DISQUS

Gabriel Weinberg's Blog: How-to stop most people from spidering your site and stealing content

  • Gene tani · 3 months ago
    (2nd attempt at comment, delete if dup)

    Just as a first round of (not terribly effective) defense, you can hash your primary key field or URL:

    http://blog.michaelgreenly.com/2008/01/obsifica...

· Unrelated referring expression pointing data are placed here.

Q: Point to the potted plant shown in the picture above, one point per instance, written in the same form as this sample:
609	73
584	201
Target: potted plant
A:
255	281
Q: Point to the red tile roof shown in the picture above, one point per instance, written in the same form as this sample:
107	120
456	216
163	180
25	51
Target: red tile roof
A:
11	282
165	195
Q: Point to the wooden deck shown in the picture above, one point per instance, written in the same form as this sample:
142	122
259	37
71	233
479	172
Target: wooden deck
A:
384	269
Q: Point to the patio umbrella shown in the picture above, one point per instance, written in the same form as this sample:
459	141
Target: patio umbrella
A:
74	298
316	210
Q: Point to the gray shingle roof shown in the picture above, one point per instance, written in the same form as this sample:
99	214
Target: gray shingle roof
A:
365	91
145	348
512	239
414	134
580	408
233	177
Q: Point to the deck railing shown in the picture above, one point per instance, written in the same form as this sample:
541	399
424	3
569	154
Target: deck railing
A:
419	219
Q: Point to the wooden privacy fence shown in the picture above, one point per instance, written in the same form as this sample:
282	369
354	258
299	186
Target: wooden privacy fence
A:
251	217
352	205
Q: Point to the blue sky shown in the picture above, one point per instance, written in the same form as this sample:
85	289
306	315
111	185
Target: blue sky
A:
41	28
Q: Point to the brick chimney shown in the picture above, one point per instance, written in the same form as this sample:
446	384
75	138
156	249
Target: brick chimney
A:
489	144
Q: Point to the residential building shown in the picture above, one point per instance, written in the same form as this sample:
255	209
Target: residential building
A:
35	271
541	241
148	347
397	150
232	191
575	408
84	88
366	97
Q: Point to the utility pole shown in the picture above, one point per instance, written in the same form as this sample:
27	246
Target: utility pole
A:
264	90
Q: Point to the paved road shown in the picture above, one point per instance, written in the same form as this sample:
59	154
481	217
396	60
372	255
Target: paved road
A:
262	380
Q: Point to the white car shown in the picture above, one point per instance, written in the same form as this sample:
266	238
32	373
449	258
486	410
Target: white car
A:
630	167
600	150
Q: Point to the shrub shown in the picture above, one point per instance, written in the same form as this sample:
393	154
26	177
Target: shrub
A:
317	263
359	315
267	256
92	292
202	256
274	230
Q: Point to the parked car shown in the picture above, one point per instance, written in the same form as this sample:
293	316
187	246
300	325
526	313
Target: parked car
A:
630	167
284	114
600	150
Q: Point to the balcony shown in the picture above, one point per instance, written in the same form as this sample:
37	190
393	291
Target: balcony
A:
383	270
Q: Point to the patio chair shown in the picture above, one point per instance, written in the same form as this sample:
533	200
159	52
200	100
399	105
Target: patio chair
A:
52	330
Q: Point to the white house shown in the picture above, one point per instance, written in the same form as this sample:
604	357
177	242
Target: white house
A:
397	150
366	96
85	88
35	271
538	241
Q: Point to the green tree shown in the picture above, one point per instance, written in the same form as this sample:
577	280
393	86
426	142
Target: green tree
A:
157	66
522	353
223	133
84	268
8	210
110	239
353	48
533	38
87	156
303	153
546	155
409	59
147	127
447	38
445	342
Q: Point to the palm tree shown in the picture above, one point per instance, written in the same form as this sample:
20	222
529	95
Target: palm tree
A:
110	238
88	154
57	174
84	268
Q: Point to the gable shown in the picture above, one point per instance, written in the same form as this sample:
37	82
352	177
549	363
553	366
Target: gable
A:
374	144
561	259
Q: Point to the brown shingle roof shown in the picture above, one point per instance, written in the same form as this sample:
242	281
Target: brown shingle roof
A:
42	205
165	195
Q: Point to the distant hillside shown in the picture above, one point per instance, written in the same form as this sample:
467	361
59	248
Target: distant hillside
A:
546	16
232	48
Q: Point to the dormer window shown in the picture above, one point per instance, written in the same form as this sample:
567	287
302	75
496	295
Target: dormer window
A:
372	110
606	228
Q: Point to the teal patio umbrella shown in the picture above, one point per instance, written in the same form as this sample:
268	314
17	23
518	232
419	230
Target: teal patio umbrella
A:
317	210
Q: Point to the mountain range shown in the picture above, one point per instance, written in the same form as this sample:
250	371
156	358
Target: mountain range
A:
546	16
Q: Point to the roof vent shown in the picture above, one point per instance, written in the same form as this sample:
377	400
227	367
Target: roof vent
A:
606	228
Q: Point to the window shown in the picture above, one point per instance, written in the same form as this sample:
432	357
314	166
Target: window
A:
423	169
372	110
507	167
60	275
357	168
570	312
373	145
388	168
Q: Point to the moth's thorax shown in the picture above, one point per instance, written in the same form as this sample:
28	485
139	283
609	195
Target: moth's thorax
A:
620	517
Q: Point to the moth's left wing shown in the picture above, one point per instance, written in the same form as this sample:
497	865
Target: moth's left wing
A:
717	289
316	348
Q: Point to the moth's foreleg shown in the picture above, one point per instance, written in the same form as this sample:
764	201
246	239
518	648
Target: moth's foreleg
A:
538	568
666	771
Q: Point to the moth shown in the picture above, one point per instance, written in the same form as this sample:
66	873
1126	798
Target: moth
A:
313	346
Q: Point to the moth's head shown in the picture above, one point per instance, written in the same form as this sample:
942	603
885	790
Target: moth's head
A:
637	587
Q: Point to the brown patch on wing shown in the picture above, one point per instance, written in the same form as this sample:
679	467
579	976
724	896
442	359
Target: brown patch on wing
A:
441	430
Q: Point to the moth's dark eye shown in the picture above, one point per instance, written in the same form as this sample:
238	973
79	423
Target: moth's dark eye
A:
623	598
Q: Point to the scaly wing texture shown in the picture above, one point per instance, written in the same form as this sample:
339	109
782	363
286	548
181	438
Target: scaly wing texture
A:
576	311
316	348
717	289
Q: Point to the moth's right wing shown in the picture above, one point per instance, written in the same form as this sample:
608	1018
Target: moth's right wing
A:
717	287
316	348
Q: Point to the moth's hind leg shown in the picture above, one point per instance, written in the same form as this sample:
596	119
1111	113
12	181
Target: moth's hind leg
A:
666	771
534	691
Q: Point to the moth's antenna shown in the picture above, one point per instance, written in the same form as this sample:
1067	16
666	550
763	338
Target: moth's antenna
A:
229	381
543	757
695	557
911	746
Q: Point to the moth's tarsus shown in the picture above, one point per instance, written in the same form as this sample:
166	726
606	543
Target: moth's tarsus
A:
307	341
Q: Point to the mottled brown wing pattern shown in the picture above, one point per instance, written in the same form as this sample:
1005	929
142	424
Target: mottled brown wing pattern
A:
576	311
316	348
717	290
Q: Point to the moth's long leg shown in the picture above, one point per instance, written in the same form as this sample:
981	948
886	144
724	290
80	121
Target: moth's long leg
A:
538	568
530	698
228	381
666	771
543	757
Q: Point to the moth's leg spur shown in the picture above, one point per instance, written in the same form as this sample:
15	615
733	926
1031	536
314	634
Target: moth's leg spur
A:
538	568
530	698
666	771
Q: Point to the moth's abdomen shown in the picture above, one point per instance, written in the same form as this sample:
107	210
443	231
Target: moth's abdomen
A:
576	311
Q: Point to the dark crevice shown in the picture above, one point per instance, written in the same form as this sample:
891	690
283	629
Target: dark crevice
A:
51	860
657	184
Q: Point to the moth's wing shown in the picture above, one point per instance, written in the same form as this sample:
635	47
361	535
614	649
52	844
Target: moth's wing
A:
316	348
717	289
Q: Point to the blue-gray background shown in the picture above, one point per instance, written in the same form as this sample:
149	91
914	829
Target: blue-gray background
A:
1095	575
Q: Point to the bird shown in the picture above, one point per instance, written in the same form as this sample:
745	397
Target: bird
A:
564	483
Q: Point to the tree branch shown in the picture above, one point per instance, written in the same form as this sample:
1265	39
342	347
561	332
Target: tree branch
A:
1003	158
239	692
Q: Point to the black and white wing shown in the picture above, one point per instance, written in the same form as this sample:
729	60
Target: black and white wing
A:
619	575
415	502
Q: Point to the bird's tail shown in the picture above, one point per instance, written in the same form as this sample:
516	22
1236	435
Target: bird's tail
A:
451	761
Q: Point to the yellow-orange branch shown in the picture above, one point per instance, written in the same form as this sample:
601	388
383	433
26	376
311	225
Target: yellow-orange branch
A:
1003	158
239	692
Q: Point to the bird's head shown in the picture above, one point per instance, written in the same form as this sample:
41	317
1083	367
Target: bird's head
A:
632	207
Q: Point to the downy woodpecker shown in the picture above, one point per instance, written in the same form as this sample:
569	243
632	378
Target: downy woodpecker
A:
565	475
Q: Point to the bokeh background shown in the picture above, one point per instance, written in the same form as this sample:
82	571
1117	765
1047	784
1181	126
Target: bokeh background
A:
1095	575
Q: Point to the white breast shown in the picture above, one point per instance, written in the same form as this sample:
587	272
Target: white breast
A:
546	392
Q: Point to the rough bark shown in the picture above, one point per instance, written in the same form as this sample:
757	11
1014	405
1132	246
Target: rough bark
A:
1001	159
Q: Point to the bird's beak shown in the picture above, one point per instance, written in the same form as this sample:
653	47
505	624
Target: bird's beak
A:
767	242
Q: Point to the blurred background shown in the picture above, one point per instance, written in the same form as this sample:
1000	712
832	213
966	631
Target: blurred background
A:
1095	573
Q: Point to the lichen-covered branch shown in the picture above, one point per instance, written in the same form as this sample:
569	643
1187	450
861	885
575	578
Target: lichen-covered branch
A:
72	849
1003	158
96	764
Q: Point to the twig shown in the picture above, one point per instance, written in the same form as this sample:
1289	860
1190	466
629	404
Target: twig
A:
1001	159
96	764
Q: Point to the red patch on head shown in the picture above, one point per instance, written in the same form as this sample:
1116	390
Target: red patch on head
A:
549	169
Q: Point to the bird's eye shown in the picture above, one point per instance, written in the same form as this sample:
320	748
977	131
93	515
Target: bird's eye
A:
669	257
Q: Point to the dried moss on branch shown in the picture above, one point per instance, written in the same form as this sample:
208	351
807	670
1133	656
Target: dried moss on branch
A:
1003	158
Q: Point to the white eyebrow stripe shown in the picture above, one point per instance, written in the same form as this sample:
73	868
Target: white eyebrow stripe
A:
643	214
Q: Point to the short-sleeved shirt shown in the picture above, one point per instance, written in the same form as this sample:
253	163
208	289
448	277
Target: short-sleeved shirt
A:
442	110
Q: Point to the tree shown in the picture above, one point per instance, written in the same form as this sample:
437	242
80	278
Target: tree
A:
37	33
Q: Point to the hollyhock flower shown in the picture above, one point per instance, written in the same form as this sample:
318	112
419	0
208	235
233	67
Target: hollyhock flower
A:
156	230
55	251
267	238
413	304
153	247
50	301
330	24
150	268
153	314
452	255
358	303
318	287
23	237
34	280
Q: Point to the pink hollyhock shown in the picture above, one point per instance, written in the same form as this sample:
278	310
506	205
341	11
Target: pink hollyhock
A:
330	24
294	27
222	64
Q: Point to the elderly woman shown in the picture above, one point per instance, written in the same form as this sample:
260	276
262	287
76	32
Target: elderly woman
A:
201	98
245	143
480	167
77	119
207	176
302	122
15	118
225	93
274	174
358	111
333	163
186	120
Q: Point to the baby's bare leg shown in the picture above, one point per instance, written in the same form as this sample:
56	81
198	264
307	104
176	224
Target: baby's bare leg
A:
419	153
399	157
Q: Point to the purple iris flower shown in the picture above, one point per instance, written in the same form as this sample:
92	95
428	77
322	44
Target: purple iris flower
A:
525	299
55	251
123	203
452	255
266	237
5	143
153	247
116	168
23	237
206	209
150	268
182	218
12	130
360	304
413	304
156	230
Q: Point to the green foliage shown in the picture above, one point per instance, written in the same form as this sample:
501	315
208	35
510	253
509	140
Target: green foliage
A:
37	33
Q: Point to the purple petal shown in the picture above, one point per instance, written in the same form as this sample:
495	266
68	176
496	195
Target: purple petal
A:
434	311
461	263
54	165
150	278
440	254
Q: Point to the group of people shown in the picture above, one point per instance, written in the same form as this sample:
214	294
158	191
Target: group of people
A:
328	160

    http://stackoverflow.com/questions/67890/whats-...

    And the usual first setup step, limits on port 22, 80, 443 in iptables, still worth mentioning

    http://kevin.vanzonneveld.net/techblog/article/...
  • robdimarco · 3 months ago
    Anyone doing serious scraping will just use Tor or other anonymization tactics on their IPs. If you really want to block them, a couple of suggestions:

    - Tie results to sessions rather than URL parameters. Tie the session to the IP. It makes it much harder to go through a result set across the multiple IPs. In the past, this could cause issues with some users as they came from places like AOL that shifted their IPs, but that is pretty rare now.
    - If you DO recognize someone scraping, I would strongly recommend sending back bogus data rather than 404 or some other errors. In automated systems, that is much more of a pain in the ass to detect that there is a problem.
  • Gabriel Weinberg · 3 months ago
    I should have mentioned initially that these are static sites, like http://www.ivegotafang.com/ that just involve just static HTML. I could of course still do some session stuff via JS, but what I was trying to say above is this method has worked well in practice for the last few years. I have my logs tailed all the time, so I usually see anything egregious immediately.

    In the Apache config, recognized robots currently get sent a redirect to the Pakistani governement site, which is really slow. I've considered doing that for all returns, but just haven't yet. I did that for the reasons you said.

    With regards to getting around it, certainly it's pretty easy to do so, and I mentioned Tor at the end of the post. All I can say is repeat that I watch the logs and at least for my site this simple super system deters most. Now maybe that has to do with the nature of the content and if I wanted to add something for say Duck Duck Go I'd have to get more sophisticated.